Analysis of Fragmentation Pathways of New-Generation Synthetic Cannabinoids (INACA, IATA, FUPPYCA, and OXIZID Type Compounds) Based on Electrospray Ionization High-Resolution Mass Spectrometry.

Abstract

A rapid introduction of new psychoactive substances onto the illicit drug market and the dynamic changes in their structures cause the identification of novel compounds to be difficult and time-consuming. This is related to the possible lack of mass spectra of new substances in spectral libraries or the unavailability of certified reference materials. Therefore, this study analyzed the fragmentation patterns of 24 synthetic cannabinoids recently reported to the European Early Warning System.
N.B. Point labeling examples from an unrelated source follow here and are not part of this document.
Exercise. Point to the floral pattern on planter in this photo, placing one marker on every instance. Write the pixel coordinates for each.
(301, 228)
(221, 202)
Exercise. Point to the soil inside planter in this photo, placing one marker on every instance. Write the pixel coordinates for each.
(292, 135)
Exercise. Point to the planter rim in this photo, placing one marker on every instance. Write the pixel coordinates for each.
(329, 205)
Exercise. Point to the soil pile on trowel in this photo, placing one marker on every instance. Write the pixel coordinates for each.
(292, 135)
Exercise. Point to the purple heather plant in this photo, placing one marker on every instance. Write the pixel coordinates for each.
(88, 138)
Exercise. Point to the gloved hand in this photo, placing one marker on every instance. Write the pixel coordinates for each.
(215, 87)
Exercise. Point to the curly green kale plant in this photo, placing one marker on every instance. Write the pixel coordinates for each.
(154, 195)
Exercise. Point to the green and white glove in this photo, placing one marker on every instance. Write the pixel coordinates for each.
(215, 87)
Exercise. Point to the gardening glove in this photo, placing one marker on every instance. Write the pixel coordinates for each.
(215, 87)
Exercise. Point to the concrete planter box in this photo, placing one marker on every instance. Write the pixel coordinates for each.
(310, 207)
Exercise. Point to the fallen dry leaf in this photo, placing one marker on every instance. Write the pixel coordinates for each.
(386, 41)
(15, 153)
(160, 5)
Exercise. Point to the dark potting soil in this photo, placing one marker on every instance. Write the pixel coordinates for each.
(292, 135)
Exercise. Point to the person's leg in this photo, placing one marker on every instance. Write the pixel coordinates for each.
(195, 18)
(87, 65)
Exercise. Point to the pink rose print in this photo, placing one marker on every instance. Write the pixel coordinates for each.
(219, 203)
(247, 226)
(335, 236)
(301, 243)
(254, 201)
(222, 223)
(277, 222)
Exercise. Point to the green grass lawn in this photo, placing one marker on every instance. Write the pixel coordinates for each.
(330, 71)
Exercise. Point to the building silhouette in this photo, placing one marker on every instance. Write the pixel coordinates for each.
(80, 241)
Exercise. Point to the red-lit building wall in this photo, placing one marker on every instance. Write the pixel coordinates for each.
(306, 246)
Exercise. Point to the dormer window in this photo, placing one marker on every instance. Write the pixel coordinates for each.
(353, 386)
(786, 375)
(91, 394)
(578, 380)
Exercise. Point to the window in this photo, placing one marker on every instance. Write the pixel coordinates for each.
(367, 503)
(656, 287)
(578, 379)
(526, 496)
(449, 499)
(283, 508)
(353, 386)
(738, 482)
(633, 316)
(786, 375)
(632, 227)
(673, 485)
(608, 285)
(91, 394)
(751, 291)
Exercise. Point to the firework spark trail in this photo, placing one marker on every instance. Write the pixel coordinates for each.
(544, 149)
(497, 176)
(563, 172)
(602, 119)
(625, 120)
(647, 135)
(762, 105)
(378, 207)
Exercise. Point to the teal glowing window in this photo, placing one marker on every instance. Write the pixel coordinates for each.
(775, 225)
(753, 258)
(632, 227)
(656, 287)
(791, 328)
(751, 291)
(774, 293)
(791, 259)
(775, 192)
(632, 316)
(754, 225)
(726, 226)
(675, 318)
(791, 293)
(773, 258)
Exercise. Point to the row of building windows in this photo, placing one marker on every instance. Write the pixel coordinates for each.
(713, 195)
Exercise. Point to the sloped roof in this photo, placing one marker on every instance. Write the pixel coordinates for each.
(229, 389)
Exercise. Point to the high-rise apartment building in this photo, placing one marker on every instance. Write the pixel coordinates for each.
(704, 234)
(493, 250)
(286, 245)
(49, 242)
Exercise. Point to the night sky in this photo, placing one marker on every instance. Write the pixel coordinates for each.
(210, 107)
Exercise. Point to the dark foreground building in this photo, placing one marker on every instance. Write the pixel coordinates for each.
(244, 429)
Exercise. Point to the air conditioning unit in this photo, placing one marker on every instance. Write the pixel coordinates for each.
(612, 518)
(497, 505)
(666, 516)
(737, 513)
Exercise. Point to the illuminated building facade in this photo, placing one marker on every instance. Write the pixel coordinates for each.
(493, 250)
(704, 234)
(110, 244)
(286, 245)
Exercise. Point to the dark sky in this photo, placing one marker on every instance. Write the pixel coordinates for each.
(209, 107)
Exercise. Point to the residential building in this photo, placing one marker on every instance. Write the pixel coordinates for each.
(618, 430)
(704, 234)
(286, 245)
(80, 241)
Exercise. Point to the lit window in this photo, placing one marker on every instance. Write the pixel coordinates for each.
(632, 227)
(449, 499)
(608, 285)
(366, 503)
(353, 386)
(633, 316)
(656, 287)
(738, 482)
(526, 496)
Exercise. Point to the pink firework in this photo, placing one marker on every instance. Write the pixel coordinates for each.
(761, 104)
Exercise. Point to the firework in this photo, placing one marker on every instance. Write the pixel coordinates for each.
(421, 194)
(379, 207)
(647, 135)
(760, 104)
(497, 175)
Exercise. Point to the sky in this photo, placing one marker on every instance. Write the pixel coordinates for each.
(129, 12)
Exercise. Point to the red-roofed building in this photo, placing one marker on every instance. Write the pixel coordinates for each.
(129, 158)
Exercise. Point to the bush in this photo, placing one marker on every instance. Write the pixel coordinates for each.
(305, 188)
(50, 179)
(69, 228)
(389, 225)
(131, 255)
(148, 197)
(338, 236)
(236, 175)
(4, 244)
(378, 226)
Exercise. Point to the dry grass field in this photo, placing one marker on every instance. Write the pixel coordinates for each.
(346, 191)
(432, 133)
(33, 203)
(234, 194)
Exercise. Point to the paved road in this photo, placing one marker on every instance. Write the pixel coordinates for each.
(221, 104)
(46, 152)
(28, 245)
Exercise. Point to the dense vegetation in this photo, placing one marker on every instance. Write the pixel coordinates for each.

The tested compounds were divided into subgroups based on similarity of core structure and linker moiety, i.e., the synthetic cannabinoids with the acronym INACA (containing an indazole core and a carboxamide linker), the IATA compounds with an indole core and an acetamide linker, the FUPPYCA synthetic cannabinoids (containing a 4-fluorophenyl-pyrazole core and a carboxamide linker), and the OXIZID compounds which are characterized by a 2-oxindole core and a hydrazide linker. The analysis was carried out by quadrupole time-of-flight mass spectrometry with electrospray ionization (ESI-QTOFMS). High mass accuracy of the applied technique allowed us to determine the preferred fragmentation routes of novel synthetic cannabinoids. The main cleavage for the compounds with the acronyms INACA, IATA, and FUPPYCA occurred on the bond adjacent to the carbonyl group constituting part of the molecule linker. Instead, for the OXIZID type group, neither ions originating from the core of the molecule nor ions from the linker and tail were observed. Knowledge of the characteristic ions of compounds from a certain chemical group can be helpful in the elucidation of the structure of new substances that may appear in products seized on the drug market.